Question

A position function \(\vec{r}(t)\) is given. Find \(\vec{v}(t)\) and \(\vec{a}(t)\). $$ \vec{r}(t)=\langle 2 t+1,5 t-2,7\rangle $$

Short answer

\( \vec{v}(t) = \langle 2, 5, 0 \rangle \), \( \vec{a}(t) = \langle 0, 0, 0 \rangle \).

Step-by-step solution

Understand the problem

The position function \( \vec{r}(t) \) gives the position of a particle at time \( t \) in a three-dimensional space. Our task is to find the velocity function \( \vec{v}(t) \) and the acceleration function \( \vec{a}(t) \).

Differentiate the position function to find velocity

To find the velocity function \( \vec{v}(t) \), we need to differentiate the position function \( \vec{r}(t) = \langle 2t+1, 5t-2, 7 \rangle \) with respect to \( t \). The derivative of \( 2t+1 \) is \( 2 \), the derivative of \( 5t-2 \) is \( 5 \), and the derivative of the constant \( 7 \) is \( 0 \). Thus, \( \vec{v}(t) = \langle 2, 5, 0 \rangle \).

Differentiate the velocity function to find acceleration

Next, we differentiate the velocity function \( \vec{v}(t) = \langle 2, 5, 0 \rangle \) to get the acceleration function \( \vec{a}(t) \). Since all components of \( \vec{v}(t) \) are constants, their derivatives with respect to \( t \) will be \( 0 \). Therefore, \( \vec{a}(t) = \langle 0, 0, 0 \rangle \).

Interpret the results

The velocity function \( \vec{v}(t) = \langle 2, 5, 0 \rangle \) indicates that the particle is moving at a constant velocity in the direction defined by the vector. The acceleration function \( \vec{a}(t) = \langle 0, 0, 0 \rangle \) indicates that there is no change in velocity, confirming uniform motion.

Key concepts

Position Function

The position function, often denoted as \( \vec{r}(t) \), is a fundamental concept in vector calculus. It describes the location of a point or particle in a space as a function of time. The function maps each time \( t \) to a vector that points from the origin to the position of the particle in a coordinate space. For example, if you have a position function \( \vec{r}(t) = \langle 2t+1, 5t-2, 7 \rangle \), this tells you that at any time \( t \), the position of the particle is described by the coordinates \( (2t+1, 5t-2, 7) \).

• The component \( 2t+1 \) describes the position in the x-direction.
• The component \( 5t-2 \) describes the position in the y-direction.
• The constant component \( 7 \) represents a fixed position in the z-direction, indicating movement occurs only in the xy-plane.

Understanding the position function is crucial because it serves as the starting point for calculating both velocity and acceleration functions by differentiating with respect to time.

Velocity Function

The velocity function, symbolized as \( \vec{v}(t) \), describes how fast and in which direction a particle's position is changing over time. To find this function, you differentiate the position function with respect to \( t \).

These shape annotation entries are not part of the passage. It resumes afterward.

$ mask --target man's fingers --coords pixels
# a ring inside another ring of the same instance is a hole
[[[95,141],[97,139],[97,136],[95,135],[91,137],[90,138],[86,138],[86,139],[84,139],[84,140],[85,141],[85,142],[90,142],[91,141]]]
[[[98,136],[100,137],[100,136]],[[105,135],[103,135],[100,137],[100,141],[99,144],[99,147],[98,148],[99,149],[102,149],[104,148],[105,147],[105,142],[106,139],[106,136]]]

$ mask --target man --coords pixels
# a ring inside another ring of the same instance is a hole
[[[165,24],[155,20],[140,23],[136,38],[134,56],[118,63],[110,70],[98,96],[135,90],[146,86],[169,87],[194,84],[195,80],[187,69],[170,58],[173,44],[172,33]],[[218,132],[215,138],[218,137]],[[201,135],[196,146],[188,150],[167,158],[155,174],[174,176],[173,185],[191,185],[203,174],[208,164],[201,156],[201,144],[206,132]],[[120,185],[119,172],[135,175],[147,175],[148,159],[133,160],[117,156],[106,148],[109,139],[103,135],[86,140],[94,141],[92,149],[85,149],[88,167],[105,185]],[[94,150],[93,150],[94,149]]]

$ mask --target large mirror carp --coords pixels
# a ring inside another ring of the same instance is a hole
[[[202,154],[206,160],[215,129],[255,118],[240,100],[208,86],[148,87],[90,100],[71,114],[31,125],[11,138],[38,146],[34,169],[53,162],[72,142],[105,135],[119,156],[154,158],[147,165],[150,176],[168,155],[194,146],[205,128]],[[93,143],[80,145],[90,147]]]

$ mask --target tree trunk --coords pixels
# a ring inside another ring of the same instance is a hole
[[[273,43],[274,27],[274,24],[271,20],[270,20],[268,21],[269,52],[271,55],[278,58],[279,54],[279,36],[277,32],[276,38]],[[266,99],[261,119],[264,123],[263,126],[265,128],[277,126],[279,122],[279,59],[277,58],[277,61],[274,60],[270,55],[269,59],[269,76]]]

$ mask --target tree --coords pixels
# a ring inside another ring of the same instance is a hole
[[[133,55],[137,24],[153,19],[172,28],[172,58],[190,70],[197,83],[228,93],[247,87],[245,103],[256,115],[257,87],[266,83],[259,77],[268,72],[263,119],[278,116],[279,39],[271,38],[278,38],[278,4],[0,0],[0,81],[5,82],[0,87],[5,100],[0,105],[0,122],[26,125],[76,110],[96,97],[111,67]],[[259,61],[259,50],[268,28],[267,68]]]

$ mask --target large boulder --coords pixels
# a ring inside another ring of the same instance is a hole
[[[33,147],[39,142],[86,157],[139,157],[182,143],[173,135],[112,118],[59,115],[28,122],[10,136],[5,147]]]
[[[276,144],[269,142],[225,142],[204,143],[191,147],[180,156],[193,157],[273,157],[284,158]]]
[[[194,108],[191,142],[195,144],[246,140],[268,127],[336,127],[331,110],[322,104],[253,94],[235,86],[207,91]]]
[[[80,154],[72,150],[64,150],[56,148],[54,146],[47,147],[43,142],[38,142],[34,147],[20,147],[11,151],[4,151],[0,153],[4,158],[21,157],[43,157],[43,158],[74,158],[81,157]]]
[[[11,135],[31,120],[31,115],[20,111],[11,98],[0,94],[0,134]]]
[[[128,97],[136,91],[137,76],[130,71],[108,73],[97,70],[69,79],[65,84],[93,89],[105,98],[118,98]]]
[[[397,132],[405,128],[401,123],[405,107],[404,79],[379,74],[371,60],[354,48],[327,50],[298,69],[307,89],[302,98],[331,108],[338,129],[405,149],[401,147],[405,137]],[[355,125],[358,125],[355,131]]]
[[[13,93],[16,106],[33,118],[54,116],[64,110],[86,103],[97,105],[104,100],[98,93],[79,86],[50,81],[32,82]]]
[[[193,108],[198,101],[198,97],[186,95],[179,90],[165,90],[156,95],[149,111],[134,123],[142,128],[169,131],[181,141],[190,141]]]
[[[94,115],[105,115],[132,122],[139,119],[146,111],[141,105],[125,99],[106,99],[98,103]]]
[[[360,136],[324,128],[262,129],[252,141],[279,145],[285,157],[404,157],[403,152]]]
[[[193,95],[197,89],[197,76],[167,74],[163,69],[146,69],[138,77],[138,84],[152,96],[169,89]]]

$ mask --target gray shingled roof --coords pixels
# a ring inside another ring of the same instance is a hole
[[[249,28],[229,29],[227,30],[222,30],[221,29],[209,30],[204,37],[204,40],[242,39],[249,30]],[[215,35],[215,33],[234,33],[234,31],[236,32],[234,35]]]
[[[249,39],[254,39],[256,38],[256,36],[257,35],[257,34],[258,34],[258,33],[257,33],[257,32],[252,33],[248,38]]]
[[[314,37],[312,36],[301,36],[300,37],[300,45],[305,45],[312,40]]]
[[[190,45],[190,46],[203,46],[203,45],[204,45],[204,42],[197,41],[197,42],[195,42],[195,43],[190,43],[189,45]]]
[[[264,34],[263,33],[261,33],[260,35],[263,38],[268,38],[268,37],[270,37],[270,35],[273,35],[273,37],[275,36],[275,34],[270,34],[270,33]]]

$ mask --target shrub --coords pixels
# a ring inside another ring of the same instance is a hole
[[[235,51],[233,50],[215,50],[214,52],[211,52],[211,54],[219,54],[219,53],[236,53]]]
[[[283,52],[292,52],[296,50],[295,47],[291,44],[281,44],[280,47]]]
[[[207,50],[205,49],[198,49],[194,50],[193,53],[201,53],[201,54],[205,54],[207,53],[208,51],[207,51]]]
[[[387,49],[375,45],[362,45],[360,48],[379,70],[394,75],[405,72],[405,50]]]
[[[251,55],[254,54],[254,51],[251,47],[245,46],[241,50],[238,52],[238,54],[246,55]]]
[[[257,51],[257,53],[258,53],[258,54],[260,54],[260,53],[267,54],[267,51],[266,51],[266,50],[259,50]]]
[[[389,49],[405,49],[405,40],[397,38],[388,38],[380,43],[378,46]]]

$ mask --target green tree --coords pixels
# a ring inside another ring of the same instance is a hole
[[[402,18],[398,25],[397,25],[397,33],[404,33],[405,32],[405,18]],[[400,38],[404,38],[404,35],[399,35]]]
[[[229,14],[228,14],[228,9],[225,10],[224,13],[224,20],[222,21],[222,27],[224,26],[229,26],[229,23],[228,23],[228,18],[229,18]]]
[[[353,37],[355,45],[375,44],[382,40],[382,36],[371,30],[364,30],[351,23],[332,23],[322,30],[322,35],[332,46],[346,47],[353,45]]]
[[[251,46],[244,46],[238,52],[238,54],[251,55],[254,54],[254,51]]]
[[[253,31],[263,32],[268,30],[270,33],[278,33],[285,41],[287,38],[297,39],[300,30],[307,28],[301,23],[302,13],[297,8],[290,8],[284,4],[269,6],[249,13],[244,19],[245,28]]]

In our example, with the position function \( \vec{r}(t) = \langle 2t+1, 5t-2, 7 \rangle \), the derivatives of each component tell us the rate at which they change:

• The derivative of \( 2t+1 \) is \( 2 \), meaning the x-position increases by 2 units per unit time.
• The derivative of \( 5t-2 \) is \( 5 \), indicating the y-position increases by 5 units per unit time.
• The derivative of the constant \( 7 \) is \( 0 \), showing no change in the z-direction.

Thus, the velocity function is \( \vec{v}(t) = \langle 2, 5, 0 \rangle \), signifying a constant velocity with no z-axis movement. This straightforward calculation shows that by understanding and applying derivatives, we can determine the velocity vector directly from the position function.

Acceleration Function

The acceleration function, denoted by \( \vec{a}(t) \), measures the rate of change of the velocity function with respect to time. To find this, we take the derivative of the velocity function. Acceleration indicates whether the velocity of the particle is changing.

For the velocity function \( \vec{v}(t) = \langle 2, 5, 0 \rangle \), each component is a constant, meaning:

• The derivative of the x-component \( 2 \) is \( 0 \), showing no change in velocity.
• The derivative of the y-component \( 5 \) is \( 0 \), also indicating no change in velocity.
• The constant z-component of \( 0 \) remains \( 0 \).

Thus, the acceleration function is \( \vec{a}(t) = \langle 0, 0, 0 \rangle \), evidencing zero acceleration and confirming the particle's movement is uniform. This means the velocity does not change over time, reiterating the concept of constant velocity in vector calculus.